Our view of Cloud Computing is in line with the view presented in . Cloud Computing brings together Software as a Service (SaaS) and Utility Computing where Utility Computing is a service made available in a pay-as-you-go manner by the Cloud Provider. One can distinguish several classes of Utility Computing amongst the current Cloud computing offerings. The difference is based on the level of abstraction presented to the programmer wanting to access virtualised resources. For example the Google AppEngine  provides automatic scaling and load balancing but enforces the programmer to use a predefined application structure and a fixed API. On the other side of the coin is Amazon’s EC2  which allows the author to control nearly the entire software stack but at the same time is not providing any help in automatic scalability or fallover. There is also the middle ground represented by Microsoft’s Azure platform  that supports general purpose computing but requires applications to be compiled to the specific runtime. GridQTL uses complex backend applications to perform calculations, and it was deemed to be too expensive to port these to new runtime environments. Only the fully virtualised model, similar to Amazon’s EC2, was practical for moving the existing portal to Cloud infrastructure.

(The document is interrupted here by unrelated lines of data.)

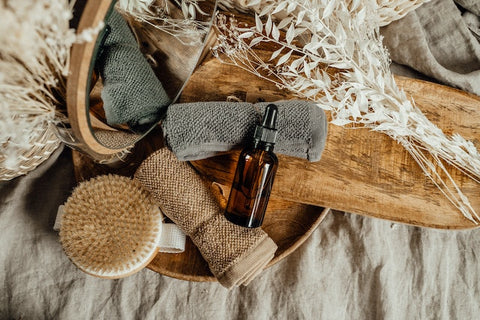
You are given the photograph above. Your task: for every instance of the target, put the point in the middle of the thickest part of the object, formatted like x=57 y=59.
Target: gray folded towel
x=195 y=131
x=131 y=94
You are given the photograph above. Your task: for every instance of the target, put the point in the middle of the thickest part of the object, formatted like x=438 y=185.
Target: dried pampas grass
x=313 y=36
x=34 y=57
x=178 y=18
x=35 y=47
x=386 y=10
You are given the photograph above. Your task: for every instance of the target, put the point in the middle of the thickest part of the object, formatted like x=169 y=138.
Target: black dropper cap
x=267 y=131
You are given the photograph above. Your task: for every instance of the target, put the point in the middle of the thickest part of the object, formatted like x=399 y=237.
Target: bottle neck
x=262 y=145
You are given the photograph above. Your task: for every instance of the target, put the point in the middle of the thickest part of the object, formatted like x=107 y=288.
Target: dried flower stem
x=311 y=38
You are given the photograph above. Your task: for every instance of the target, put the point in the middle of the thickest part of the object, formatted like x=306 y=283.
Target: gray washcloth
x=200 y=130
x=131 y=94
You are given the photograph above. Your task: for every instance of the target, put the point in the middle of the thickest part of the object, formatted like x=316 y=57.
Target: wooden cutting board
x=360 y=171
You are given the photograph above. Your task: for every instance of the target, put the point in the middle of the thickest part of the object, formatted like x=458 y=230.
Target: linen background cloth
x=352 y=267
x=440 y=41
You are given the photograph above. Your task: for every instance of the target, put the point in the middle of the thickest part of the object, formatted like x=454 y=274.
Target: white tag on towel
x=172 y=239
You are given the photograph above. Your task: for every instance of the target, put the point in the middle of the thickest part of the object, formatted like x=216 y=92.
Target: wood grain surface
x=360 y=171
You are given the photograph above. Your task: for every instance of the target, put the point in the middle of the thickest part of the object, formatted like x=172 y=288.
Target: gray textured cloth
x=352 y=267
x=437 y=41
x=200 y=130
x=131 y=94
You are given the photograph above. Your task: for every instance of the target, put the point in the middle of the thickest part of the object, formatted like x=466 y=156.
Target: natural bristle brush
x=111 y=227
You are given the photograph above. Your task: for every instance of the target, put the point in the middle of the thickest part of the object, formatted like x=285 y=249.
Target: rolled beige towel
x=234 y=254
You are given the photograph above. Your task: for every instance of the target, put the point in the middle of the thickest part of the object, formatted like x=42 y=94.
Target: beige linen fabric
x=352 y=267
x=436 y=41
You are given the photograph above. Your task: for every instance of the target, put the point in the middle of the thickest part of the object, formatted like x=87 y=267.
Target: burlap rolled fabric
x=234 y=254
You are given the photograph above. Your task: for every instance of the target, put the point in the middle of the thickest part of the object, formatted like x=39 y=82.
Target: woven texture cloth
x=131 y=94
x=234 y=254
x=440 y=41
x=200 y=130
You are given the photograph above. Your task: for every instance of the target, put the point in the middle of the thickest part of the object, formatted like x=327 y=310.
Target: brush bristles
x=111 y=226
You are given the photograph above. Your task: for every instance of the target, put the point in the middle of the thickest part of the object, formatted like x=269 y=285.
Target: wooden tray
x=360 y=171
x=288 y=223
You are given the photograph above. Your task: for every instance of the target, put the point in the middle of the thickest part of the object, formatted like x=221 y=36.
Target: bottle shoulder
x=266 y=156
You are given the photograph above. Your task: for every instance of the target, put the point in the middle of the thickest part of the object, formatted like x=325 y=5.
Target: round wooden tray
x=288 y=223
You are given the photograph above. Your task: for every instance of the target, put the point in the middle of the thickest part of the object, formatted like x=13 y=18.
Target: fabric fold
x=199 y=130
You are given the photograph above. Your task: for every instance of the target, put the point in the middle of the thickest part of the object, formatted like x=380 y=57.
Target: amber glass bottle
x=254 y=175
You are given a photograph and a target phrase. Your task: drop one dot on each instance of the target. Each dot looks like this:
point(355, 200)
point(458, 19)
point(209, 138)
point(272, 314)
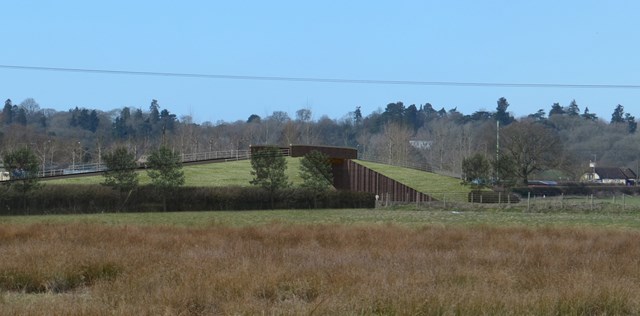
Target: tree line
point(437, 139)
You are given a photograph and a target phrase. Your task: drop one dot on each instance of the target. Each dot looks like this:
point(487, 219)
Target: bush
point(76, 199)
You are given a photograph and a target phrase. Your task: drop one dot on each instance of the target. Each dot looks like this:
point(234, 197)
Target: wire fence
point(530, 203)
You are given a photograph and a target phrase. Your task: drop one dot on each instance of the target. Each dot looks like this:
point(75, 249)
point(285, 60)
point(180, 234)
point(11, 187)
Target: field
point(566, 256)
point(426, 182)
point(404, 262)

When developing CloudQTL we first sought the Amazon route via Eucalyptus  and OpenStack  middleware, both of which implement subsets of EC2 API, using a prototype local Cloud provided by the Edinburgh University ECDF Cloud; this would enable eventual Cloudbursting to similar Clouds implementing the EC2 API. Development of CloudQTL has however been considered with other Cloud scenarios in mind (e.g. OpenNebula  and OCCI ) so as not to tie ourselves to one specific access route to Cloud systems. In partnership with EPCC an initial version of CloudQTL, has been incorporated into the 3.1.0 release of GridQTL, which was released in December 2012. When the product proves robust a cost model accounting system based on EPCC’s SAFE project  will be then considered for implementation.
References – on request.
A quantitative trait is a phenotype or organism characteristic with continuous measurement such as product yield and quality in agricultural species or risk factors for disease in animal and human populations. It is usually complex in that it is influenced by the actions and interactions of many genes and environmental factors and geneticists are interested in identifying and understanding the role of the genes involved.
Quantitative trait locus mapping is a statistical modelling approach to identifying regions of the genome known as QTLs (Quantitative Trait Loci) that are involved in the control of the trait and is an essential tool for understanding the genetic basis of complex traits. It involves the use of molecular markers to follow inheritance of specific genome locations from parent to offspring and combines information from these with pedigree and trait records to look for associations between genotype and phenotype.